Krebszellen können der Erkennung durch das Immunsystem entgehen oder Immunzellen, die sie angreifen, inaktivieren.
Laut dem Nationalen Krebsinstitut der USA werden normale Zellen zu Krebszellen, wenn eine Reihe von Mutationen dazu führt, dass sich die Zellen unkontrolliert vermehren und teilen. Normale Zellen bleiben an ihrem Ursprungsort, während Krebszellen in benachbartes Gewebe eindringen und sich in entfernte Körperregionen ausbreiten können.
Diese Veränderungen können genetisch bedingt sein oder durch äußere Risikofaktoren wie Rauchen, UV-Strahlung und Chemikalien verursacht werden. Mutationen können aber auch völlig zufällig auftreten. Eine Krebszelle kann Tausende von Mutationen aufweisen, doch nur eine bestimmte Anzahl dieser genetischen Veränderungen führt dazu, dass sich der Krebs teilt und wächst.
Der Prozess, bei dem normale Zellen zu Krebszellen werden, durchläuft typischerweise die Stadien der Hyperplasie (Wachstum) und Dysplasie (abnormes Wachstum). Anfangs kann eine Krebszelle wie eine normale Zelle aussehen, aber im Verlauf der Erkrankung wird sie zunehmend abnormal.
Das Immunsystem erkennt und eliminiert Krebszellen nicht wie Bakterien oder Viren, da sich bösartige Zellen so entwickeln, dass sie der Erkennung entgehen. Immunzellen haben die Aufgabe, abnorme Zellen aufzuspüren und zu eliminieren, was normalerweise von anderen Zellen des körpereigenen Immunsystems übernommen wird. Krebszellen überleben jedoch, indem sie der Erkennung entgehen (sie tarnen sich auf verschiedene Weise) oder indem sie die Immunzellen, die sie angreifen, inaktivieren.
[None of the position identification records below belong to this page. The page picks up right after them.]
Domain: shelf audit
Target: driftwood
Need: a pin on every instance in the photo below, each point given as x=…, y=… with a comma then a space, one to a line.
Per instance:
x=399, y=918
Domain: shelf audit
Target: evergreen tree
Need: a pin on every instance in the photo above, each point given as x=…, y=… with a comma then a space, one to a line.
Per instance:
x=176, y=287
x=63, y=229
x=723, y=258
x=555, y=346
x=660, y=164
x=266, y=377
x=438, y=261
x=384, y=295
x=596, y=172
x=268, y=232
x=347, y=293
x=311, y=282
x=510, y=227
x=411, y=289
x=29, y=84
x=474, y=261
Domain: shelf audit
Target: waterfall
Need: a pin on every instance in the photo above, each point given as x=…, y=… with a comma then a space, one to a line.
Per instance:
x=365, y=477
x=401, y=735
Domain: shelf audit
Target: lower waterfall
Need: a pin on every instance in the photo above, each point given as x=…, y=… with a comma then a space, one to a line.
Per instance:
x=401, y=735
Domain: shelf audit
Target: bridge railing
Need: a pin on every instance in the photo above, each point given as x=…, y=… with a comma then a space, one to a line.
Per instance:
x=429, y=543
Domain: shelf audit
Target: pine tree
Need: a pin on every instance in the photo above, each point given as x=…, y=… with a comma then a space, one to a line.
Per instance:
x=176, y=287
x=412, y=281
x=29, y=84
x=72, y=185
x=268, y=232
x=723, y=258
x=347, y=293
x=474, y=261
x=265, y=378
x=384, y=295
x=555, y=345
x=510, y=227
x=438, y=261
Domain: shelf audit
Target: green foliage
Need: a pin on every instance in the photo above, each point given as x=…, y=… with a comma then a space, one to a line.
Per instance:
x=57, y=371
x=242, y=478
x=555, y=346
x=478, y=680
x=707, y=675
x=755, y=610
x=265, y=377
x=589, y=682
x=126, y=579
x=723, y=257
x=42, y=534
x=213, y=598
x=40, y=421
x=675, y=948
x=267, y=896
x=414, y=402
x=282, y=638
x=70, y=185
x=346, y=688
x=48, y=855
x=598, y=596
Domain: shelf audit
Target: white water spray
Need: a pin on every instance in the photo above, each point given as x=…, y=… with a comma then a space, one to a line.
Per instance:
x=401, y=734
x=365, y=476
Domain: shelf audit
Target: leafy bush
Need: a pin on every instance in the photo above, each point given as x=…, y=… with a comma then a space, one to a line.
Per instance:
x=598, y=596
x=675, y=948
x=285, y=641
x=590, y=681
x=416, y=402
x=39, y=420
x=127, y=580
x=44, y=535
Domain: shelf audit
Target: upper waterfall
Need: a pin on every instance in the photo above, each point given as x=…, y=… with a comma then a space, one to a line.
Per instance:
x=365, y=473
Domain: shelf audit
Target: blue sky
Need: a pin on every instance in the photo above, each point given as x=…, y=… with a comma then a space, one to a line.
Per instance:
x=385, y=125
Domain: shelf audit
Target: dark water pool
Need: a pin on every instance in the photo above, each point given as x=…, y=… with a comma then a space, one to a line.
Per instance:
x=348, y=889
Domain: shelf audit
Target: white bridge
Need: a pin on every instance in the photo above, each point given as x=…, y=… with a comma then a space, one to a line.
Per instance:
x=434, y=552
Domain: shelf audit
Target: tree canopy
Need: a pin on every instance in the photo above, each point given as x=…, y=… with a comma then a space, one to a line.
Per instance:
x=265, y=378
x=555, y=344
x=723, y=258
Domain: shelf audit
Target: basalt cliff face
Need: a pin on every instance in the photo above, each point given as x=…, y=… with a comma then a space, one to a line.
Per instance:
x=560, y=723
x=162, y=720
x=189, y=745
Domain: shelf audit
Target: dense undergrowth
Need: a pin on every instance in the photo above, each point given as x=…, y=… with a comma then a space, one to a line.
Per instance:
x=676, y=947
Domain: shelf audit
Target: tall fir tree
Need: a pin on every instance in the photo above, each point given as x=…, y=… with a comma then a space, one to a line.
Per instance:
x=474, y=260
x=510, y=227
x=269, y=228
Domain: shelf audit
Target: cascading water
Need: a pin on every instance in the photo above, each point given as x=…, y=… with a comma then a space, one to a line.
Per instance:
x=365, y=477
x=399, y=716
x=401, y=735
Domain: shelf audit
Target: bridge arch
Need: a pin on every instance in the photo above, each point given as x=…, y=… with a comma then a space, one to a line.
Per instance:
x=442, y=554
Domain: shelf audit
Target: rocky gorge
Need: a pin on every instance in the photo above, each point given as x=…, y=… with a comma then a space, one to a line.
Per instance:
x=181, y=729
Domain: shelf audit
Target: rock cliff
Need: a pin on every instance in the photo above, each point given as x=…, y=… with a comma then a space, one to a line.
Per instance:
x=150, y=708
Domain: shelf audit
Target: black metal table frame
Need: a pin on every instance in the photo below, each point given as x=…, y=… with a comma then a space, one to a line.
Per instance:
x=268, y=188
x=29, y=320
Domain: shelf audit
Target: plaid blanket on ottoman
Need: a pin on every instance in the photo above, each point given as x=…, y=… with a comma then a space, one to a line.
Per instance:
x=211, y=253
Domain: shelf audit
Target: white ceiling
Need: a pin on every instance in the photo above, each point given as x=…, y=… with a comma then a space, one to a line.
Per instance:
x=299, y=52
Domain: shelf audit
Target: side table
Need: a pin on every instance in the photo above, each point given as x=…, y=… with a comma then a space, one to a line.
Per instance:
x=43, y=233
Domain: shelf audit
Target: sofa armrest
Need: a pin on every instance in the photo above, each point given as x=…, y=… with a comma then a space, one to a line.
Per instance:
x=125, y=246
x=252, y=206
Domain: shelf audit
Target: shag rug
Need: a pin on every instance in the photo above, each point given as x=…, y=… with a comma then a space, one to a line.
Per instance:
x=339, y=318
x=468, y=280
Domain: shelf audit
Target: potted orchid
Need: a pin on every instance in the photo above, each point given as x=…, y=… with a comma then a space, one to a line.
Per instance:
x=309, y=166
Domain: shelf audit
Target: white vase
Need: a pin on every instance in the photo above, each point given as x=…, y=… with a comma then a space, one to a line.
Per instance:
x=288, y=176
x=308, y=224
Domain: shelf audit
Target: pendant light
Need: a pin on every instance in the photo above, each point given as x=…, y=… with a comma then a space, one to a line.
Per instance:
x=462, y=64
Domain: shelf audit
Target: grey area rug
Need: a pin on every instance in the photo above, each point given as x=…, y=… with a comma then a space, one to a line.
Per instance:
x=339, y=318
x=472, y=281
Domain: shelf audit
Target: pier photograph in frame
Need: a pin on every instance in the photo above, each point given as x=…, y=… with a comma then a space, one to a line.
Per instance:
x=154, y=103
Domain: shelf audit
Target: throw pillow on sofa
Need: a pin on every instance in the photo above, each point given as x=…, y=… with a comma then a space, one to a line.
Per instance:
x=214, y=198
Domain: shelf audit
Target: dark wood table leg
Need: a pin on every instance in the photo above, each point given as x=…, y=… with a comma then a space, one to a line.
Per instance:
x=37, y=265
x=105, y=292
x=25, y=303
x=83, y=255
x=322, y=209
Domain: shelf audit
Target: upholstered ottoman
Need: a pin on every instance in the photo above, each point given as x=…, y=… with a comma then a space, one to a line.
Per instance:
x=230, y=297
Krebszellen. Illustration: Freepik
Die Fähigkeit des Immunsystems, Krebszellen zu erkennen und zu eliminieren, ist selten, doch wenn sie auftritt, kann der Patient genesen. Dieser Prozess wird in der Immuntherapie erforscht und angewendet, einer Krebsbehandlungsmethode, die das körpereigene Immunsystem zur Bekämpfung der Krebszellen anregt.
Sobald Krebs entstanden ist, sind die Zellen nicht mehr intakt, wodurch weitere Mutationen auftreten können. Dies erklärt die Entwicklung von Resistenzen gegen Chemotherapie und zielgerichtete Therapien. Mutierte Krebszellen können sich verändern und so der Wirkung dieser Behandlungen entgehen.
Krebszellen in verschiedenen Teilen eines Tumors können unterschiedlich sein, ein Phänomen, das als Heterogenität bekannt ist und eine wichtige Rolle bei der Diagnose und Behandlung spielt.
Krebsvorstufen sehen abnormal aus und ähneln Krebszellen, unterscheiden sich aber von diesen. Krebsvorstufen können sich nicht in andere Körperteile ausbreiten (metastasieren).
Ein Gen für Krebs zu besitzen, bedeutet nicht zwangsläufig, dass man an Krebs erkrankt. Sind jedoch bereits Mutationen vorhanden, können Zellen durch minimale Veränderungen oder Umwelteinflüsse krebsartig werden.